Credit cards and monthly invoice – Customers can also pay using a credit card and a monthly invoice. In this case, your software license fees will be billed just like the Enterprise Agreement scenario, as an itemized cost, separate from any Azure-specific usage costs.
Free credits and monetary commitment – Some customers elect to prepay Azure with a monetary commitment in the Enterprise Agreement or have been provided free credits for use with Azure. Although these credits can be used to pay for Azure usage, they can't be used to pay for publisher software license fees.
Billing and collections – Publisher software license billing is presented using the customer selected method of invoicing and follows the invoicing timeline. Customers without an Enterprise Agreement in place are billed monthly for marketplace software licenses. Customers with an Enterprise Agreement are billed monthly via an invoice that is presented quarterly.
When subscription or Pay-as-You-Go pricing models are selected, Microsoft acts as the agent of the publisher and is responsible for all aspects of billing, payment, and collection.
Publisher payout and reporting
Any software licensing fees collected by Microsoft as an agent are subject to a 20% transaction fee unless otherwise specified and are deducted at the time of publisher payout.
Customers typically purchase using the Enterprise Agreement or a credit-card enabled pay-as-you-go agreement. The agreement type determines billing, invoicing, collection, and payout timing.
All reporting and insights for the transact publishing option are available via the Analytics section of Partner Center.
Billing questions and support
For more information and legal policies, see the Publisher Agreement (available in Partner Center).
For help on billing questions, contact commercial marketplace publisher support.
This section covers transact requirements for different offer types.
Requirements for all offer types
- A Microsoft account and financial information are required for the transact publishing option, regardless of the offer's pricing model.
- Mandatory financial information includes payout account and tax profile.
For more information on setting up these accounts, see Manage your commercial marketplace account in Partner Center.

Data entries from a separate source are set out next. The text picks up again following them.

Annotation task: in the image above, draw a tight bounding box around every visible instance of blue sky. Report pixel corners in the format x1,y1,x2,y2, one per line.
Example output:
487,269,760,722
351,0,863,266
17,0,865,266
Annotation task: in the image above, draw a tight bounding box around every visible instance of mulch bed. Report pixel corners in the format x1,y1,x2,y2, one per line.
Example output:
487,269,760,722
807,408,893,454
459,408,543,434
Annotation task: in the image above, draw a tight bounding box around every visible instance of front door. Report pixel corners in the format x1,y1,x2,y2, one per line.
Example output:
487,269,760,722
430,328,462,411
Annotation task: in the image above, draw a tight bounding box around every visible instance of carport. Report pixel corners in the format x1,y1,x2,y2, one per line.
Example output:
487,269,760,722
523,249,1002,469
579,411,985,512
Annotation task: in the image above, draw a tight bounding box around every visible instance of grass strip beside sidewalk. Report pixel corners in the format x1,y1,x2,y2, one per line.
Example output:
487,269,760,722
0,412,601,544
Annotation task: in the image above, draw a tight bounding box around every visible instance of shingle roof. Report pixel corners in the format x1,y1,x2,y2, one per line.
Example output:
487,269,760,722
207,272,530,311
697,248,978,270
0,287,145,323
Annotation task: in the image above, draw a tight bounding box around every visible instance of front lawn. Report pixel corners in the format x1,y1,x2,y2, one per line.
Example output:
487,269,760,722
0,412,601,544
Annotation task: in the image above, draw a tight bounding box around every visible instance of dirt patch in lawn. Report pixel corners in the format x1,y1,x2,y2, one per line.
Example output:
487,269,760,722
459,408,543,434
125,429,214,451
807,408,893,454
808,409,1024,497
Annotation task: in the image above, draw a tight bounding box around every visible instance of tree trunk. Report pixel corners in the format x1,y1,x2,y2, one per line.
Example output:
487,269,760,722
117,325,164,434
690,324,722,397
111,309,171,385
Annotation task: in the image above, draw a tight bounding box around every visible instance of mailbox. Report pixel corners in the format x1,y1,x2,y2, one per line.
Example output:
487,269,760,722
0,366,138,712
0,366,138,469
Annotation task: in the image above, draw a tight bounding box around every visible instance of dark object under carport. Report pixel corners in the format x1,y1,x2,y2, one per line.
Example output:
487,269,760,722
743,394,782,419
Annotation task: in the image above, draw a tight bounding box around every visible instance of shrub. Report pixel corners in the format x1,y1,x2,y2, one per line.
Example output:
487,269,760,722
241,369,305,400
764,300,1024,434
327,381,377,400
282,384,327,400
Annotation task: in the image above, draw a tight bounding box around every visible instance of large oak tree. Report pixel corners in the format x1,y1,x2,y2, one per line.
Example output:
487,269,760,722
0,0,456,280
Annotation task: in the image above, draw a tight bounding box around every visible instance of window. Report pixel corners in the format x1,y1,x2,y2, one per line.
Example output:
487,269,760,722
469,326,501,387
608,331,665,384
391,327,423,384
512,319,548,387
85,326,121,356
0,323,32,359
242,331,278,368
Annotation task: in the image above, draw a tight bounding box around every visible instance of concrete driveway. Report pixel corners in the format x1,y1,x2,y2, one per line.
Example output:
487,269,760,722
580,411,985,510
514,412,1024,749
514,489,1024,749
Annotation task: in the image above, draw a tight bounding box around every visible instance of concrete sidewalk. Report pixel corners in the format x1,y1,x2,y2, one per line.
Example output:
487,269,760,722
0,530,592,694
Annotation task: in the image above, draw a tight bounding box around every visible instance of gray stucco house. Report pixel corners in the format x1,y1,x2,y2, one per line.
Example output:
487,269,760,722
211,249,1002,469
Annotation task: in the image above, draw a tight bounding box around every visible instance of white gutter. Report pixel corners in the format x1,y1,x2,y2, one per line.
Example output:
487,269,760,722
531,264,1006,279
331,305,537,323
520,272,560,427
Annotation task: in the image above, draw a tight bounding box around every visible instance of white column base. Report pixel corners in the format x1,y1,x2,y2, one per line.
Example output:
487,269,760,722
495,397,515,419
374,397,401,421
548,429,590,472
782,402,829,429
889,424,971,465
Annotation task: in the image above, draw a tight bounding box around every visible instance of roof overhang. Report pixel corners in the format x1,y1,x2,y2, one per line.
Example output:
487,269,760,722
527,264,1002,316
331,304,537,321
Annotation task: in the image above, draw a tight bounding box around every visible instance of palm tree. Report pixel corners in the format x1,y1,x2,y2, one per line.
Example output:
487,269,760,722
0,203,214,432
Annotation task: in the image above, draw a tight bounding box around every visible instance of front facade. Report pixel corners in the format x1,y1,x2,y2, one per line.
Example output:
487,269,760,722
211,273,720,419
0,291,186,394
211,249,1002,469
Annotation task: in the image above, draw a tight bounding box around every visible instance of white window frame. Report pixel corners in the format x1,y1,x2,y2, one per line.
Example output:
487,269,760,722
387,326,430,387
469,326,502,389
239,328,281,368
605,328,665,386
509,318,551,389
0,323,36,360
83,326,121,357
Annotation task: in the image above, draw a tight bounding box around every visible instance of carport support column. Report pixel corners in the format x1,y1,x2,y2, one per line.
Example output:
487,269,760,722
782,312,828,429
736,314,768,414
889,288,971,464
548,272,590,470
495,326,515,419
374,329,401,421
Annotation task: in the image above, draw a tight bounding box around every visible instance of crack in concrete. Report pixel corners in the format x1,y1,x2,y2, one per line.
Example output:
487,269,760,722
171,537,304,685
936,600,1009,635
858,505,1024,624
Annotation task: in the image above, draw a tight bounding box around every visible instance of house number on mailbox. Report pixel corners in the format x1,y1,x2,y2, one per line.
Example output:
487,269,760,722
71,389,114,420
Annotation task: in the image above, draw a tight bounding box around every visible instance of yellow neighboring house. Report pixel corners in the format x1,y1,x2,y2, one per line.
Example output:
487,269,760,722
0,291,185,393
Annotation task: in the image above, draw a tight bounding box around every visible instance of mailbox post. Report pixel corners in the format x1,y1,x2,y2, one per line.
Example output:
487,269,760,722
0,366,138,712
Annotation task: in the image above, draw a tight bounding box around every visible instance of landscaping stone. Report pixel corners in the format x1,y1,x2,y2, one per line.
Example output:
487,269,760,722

Requirements for specific offer types
The transact publishing option is only available for use with the following marketplace offer types:
Virtual machine – Select from free, bring-your-own-license, or pay-as-you-go-pricing models and present as plans defined at the offer level. On the customer's Azure bill, Microsoft presents the publisher software license fees separately from the underlying Azure infrastructure fees. Azure infrastructure fees are driven by use of the publisher software.
Azure application: solution template or managed app – Must provision one or more virtual machines and pulls through the sum of the virtual machine pricing. For managed apps on a single plan, a flat-rate monthly subscription can be selected as the pricing model instead the virtual machine pricing. In some cases, Azure infrastructure usage fees are passed to the customer separately from software license fees, but on the same billing statement. However, if you configure a managed app offering for ISV infrastructure charges, the Azure resources are billed to the publisher, and the customer receives a flat fee that includes the cost of infrastructure, software licenses, and management services.
SaaS application - Must be a multitenant solution, use Azure Active Directory for authentication, and integrate with the SaaS Fulfillment APIs. Azure infrastructure usage is managed and billed directly to you (the partner), so you must account for Azure infrastructure usage fees and software licensing fees as a single cost item. For detailed guidance, see Create a new SaaS offer in the commercial marketplace.
- Review the eligibility requirements in the publishing options by offer type section to finalize the selection and configuration of your offer.
- Review the publishing patterns by storefront for examples on how your solution maps to an offer type and configuration.